An international team, including scientists from the University of Fribourg, has succeeded in extracting two ice cores over 100 metres long from a glacier in Tajikistan. A real technical and logistical feat at an altitude of 5,800 metres. The two-week expedition, which began on September 24, aims to safeguard several millennia of climatic history.

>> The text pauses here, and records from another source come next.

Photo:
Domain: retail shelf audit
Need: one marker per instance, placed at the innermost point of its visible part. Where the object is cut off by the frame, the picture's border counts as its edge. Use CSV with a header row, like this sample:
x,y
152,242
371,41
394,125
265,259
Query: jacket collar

Outside the poles, the Pamir is the planet’s most glaciated region. Their ice, formed over the centuries, tells the story of climate and its evolution, stratum by stratum. Scientists have set themselves the task of saving these exceptional archives before global warming irreversibly erases them. At present, the region’s glaciers are among the least documented on the planet
High-flying work
Until now, attempts to extract ice cores have been hampered by logistical and access problems. Thanks to the PAMIR project, funded by the Swiss Polar Institute, researchers have finally succeeded in overcoming these obstacles. Initially, working with Tajik institutions such as the Tajik Academy of Sciences, the scientists identified a promising site: the Kon Chukurbashi ice cap, located at an altitude of 5800 metres in the Murgha region. The researchers decided that this was a good place to take two cores, invaluable direct evidence of the region’s ancient atmospheres
Two exceptionally large cores
13 scientists then travelled to Tajikistan to turn this ambition into reality. Coordinated by the University of Fribourg and carried out in collaboration with the Tajik Academy of Sciences and universities in Switzerland, Austria, Japan and the USA, the expedition quickly achieved its objectives. our colleagues succeeded in extracting two cores, the first measuring 104.7 metres and the second 105 metres," enthuses Martin Hölzle, Professor in the Department of Geosciences at the University of Fribourg and the driving force behind the PAMIR project. It’s all the more remarkable that this is the first deep glacial archive at high altitude in the Pamir, at a time when such opportunities are becoming increasingly rare.’
For future generations
The first core will be analyzed as part of the research carried out by the PAMIR project. The second core will form part of the Ice Memory project, whose aim is to enable future generations of scientists to generate new knowledge after the glaciers have disappeared. To ensure perfect preservation, the sample will be stored in Antarctica at the French-Italian Concordia station. These samples will provide invaluable information for anticipating the future of our climate and informing the political decisions of future generations on a global scale.